While clean energy is essential to each country’s climate policy, their bilateral cooperation is mainly in other areas:

  1. Forestry – this is one area of emissions reductions and both countries think they have lessons to share and are cooperating in this area.

  2. Hydrological data – China is being more forthcoming with hydrographic information on the two Indian rivers that originate in Tibet – the Sutlej and the Brahmaputra (Yarlung Tsangpo in Tibet) – a source of long-standing concern for India. Ramesh said the major concern is if China builds any storage dams or diversion projects on the Brahmaputra. It has acknowledged that it is in the process of building a 540 MW run-of-the-river project at Zangmu, which Ramesh said is not a concern, since the water is not diverted. While he had no guarantees from China on future projects, he suggested that this new openness creates the opportunity to discuss India’s concerns.

  3. Glaciology – the state of the Himalayan glaciers is vitally important for all the countries in South and Southeast Asia, as well as China, that depend on them for many of their major rivers. The rate of melt has also been a controversial issue in India in recent months. Ramesh said that overall India still feels the glaciers are receding, although there are a few examples (including the Siachen glacier), where he said the opposite is occurring, and in any case he said the glaciers are in deteriorating health. He said it is helpful to share information with the Chinese, who are of the view that the glaciers are definitely receding. Nevertheless, he said, there is a huge need for more Himalaya-specific scientific research to better understand exactly what is happening. India has only recently set up a glacier research institute in Dehra Dun, and it is now establishing research relationships in China. He noted that the Himalayas are often called “the third pole” and said that a problem is that much of the information about the Himalayas is actually extrapolation from Arctic Research. He hoped that India and China could work together to improve their understanding of the region.

  4. India and China are already working cooperatively with Nepal through the International Center for Integrated Mountain Development (ICIMOD) on a conservation project on Mt. Kailash, a religiously important mountain for Indians and Nepalis. This is the first joint project in Tibet, and again augurs well for the China-India relationship.

Overall, Ramesh said there is criticism of India’s greater closeness to China both within India and from developed countries. In India the question raised is why a country emitting 4.5% of the world’s greenhouse gases wants to align with a country emitting 23%. Ramesh implied that view is short-sighted, given India’s development needs – he said 80% of the infrastructure India will need by 2030 has not yet been built – but stressed that he saw the benefits of greater closeness with Asia’s dominant economy as far outweighing the costs.

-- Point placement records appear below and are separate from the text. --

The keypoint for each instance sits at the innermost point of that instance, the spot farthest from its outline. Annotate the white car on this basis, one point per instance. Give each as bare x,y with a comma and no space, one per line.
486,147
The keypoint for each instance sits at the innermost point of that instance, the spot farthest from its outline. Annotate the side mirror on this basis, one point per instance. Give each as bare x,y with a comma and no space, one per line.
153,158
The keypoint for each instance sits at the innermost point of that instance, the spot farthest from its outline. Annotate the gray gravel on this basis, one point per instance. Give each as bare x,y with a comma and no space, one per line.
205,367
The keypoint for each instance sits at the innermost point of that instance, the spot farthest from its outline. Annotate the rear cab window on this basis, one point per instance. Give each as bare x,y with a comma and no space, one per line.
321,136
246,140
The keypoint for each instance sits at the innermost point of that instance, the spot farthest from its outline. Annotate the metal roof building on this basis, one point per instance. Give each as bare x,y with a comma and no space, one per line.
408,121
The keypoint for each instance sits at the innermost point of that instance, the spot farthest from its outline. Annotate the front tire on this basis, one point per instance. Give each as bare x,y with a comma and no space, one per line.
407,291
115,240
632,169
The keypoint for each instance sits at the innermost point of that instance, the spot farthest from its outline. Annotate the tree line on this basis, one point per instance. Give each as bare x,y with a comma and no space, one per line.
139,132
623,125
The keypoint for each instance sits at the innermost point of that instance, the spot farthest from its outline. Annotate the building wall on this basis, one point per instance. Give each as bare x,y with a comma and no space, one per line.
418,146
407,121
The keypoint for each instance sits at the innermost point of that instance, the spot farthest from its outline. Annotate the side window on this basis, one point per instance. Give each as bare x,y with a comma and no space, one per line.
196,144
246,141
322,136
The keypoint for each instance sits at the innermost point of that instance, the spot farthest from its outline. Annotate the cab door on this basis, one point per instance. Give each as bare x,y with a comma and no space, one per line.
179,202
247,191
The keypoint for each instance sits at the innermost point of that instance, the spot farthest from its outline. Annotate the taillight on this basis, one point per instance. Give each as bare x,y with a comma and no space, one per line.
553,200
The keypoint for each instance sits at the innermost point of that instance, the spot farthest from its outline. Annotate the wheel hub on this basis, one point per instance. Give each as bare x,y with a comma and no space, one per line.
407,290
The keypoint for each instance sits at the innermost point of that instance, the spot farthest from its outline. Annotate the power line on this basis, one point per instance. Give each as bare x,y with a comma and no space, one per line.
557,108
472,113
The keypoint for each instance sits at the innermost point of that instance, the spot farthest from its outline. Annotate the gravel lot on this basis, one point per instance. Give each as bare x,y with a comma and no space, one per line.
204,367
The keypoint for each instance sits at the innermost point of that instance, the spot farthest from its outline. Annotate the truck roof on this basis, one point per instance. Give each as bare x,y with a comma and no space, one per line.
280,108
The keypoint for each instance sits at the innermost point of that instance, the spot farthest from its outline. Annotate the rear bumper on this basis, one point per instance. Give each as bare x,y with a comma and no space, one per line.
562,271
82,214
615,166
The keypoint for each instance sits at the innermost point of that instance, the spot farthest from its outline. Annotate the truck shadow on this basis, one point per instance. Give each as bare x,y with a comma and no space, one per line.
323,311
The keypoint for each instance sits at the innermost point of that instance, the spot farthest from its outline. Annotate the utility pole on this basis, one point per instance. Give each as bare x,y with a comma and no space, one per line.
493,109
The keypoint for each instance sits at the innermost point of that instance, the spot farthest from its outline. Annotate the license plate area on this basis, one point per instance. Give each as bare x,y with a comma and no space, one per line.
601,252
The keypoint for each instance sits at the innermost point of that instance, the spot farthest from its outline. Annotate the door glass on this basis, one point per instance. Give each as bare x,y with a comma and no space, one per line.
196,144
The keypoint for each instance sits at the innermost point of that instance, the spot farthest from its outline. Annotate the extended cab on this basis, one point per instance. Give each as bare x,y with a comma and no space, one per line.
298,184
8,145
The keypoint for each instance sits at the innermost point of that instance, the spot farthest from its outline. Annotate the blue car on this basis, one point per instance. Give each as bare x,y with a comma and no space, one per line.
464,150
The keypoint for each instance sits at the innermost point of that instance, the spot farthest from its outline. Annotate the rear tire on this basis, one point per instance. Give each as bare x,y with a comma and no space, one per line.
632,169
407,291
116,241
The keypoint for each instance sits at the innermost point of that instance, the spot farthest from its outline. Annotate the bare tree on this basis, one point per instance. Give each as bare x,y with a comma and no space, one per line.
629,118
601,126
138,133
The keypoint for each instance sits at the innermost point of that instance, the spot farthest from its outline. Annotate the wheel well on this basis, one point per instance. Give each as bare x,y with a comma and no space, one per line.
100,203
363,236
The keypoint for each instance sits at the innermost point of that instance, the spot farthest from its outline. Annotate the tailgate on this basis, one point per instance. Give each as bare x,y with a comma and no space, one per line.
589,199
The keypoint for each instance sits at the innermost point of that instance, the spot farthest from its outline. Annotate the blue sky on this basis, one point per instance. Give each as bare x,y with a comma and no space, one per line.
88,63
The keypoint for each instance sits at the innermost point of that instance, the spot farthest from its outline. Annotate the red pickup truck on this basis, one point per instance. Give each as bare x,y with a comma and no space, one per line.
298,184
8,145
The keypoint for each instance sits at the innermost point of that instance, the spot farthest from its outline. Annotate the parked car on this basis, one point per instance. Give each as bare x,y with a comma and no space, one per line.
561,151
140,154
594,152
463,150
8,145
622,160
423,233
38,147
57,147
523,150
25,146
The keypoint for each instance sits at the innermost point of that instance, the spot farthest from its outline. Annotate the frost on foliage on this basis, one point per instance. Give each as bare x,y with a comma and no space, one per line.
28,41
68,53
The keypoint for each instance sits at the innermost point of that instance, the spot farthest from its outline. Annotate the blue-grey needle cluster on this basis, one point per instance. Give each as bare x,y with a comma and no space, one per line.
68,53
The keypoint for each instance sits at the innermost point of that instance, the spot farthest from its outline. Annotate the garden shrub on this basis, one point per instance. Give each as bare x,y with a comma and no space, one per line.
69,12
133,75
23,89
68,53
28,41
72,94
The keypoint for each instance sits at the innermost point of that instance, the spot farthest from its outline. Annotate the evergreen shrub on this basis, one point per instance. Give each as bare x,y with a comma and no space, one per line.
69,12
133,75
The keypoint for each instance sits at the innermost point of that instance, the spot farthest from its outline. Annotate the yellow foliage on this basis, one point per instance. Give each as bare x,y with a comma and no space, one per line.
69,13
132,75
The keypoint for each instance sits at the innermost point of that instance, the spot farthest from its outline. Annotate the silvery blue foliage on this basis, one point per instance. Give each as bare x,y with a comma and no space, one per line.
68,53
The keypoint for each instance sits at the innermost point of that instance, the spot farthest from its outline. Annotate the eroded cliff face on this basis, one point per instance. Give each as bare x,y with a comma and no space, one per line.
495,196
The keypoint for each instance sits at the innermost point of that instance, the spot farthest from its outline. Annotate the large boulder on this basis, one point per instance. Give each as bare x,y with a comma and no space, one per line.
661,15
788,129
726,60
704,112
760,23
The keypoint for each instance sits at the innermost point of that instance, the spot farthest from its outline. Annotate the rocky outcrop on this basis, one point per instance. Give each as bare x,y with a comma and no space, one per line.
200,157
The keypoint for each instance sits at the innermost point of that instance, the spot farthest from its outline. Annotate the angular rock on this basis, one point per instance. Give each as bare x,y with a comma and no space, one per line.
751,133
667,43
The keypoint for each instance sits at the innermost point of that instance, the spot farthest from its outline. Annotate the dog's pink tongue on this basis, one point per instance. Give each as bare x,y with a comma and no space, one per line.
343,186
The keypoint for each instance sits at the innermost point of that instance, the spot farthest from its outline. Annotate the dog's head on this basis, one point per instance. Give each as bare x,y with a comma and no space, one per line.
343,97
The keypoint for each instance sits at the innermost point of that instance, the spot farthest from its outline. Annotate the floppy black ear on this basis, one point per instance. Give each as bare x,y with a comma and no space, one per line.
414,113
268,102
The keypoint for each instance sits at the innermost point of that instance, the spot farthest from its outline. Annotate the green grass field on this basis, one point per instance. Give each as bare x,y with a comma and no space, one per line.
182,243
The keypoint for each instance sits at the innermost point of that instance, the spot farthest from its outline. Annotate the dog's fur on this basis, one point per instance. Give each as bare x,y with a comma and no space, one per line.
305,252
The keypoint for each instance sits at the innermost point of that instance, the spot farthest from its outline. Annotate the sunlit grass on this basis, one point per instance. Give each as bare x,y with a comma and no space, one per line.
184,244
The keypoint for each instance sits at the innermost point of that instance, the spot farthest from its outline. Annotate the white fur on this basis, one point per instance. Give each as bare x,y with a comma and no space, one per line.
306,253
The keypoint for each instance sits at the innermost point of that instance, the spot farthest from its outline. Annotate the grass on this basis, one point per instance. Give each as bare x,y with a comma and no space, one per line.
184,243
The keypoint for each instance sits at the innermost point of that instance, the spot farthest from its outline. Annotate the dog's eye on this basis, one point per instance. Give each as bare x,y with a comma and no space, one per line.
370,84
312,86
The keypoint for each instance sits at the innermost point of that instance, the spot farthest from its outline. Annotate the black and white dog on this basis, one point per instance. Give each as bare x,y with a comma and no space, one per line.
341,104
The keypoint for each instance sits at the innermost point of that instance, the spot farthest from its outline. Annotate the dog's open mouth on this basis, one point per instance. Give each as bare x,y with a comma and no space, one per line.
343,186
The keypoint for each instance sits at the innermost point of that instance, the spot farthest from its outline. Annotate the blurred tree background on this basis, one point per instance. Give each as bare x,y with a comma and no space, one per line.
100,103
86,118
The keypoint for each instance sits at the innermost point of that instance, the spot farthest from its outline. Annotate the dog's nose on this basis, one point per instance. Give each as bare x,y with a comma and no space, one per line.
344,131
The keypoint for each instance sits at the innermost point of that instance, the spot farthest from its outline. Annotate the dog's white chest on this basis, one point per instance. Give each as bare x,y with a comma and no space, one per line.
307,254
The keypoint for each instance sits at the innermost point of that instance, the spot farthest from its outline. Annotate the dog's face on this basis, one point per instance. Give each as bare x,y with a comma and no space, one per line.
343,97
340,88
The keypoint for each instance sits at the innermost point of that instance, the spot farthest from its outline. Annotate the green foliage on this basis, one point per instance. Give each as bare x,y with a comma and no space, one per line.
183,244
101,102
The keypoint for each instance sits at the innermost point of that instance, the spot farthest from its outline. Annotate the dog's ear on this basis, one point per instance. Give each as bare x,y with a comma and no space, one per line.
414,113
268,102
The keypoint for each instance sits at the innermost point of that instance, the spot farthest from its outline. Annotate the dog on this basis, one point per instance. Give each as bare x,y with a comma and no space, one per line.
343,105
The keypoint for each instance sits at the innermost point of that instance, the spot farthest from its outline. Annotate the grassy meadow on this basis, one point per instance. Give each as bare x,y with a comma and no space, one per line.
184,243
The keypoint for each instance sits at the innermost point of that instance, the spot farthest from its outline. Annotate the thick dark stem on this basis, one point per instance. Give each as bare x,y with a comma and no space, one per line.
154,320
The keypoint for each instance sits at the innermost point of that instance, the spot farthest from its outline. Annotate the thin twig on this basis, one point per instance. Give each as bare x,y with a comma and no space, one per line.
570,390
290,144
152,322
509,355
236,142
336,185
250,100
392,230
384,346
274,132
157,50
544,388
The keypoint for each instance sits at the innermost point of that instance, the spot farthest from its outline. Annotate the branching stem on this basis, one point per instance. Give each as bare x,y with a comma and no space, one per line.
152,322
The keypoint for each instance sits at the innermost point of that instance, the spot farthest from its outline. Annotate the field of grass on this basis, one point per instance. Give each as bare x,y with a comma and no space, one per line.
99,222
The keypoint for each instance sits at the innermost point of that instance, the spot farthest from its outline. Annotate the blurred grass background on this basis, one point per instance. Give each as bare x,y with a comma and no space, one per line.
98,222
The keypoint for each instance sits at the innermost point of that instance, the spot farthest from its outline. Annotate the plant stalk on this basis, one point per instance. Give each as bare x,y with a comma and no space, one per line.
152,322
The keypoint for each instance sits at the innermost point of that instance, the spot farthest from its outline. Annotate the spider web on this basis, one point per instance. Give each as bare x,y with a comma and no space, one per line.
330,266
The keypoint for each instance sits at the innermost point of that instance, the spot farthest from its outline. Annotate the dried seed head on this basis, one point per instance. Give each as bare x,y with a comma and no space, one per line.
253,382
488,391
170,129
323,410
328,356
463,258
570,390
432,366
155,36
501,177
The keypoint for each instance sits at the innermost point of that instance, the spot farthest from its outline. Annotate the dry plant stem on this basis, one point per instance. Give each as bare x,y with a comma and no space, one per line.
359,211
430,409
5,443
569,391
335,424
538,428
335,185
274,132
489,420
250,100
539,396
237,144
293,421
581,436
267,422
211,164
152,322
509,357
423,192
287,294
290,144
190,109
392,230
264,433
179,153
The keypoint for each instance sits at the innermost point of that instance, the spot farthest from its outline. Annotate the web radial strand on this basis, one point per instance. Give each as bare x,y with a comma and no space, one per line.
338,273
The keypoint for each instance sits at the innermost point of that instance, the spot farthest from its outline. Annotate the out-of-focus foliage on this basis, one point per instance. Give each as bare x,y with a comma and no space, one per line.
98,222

Developed countries, said Ramesh, imply India should side more with other democracies, rather than a non-democracy. But in fact, Ramesh did not seem to imply there is a need for a real choice – he described India’s relationship with the U.S. as excellent. He described the Bush administration as a real high water mark, but said that “Obama’s instincts with India are good.”

While Ramesh acknowledged that India needs China more than China needs India, he firstly described the Chinese as quite appreciative of the cooperation at Copenhagen, and secondly outlined real economic opportunities for China in India’s rapidly growing economy. For example, he said 20% of the power equipment India is purchasing under its current Five Year Plan (2007-2012) comes from China, and a growing portion of foreign direct investment in India comes from China. Overall, he expressed great enthusiasm for “the spirit of Copenhagen” and the opportunities for India and China to work together.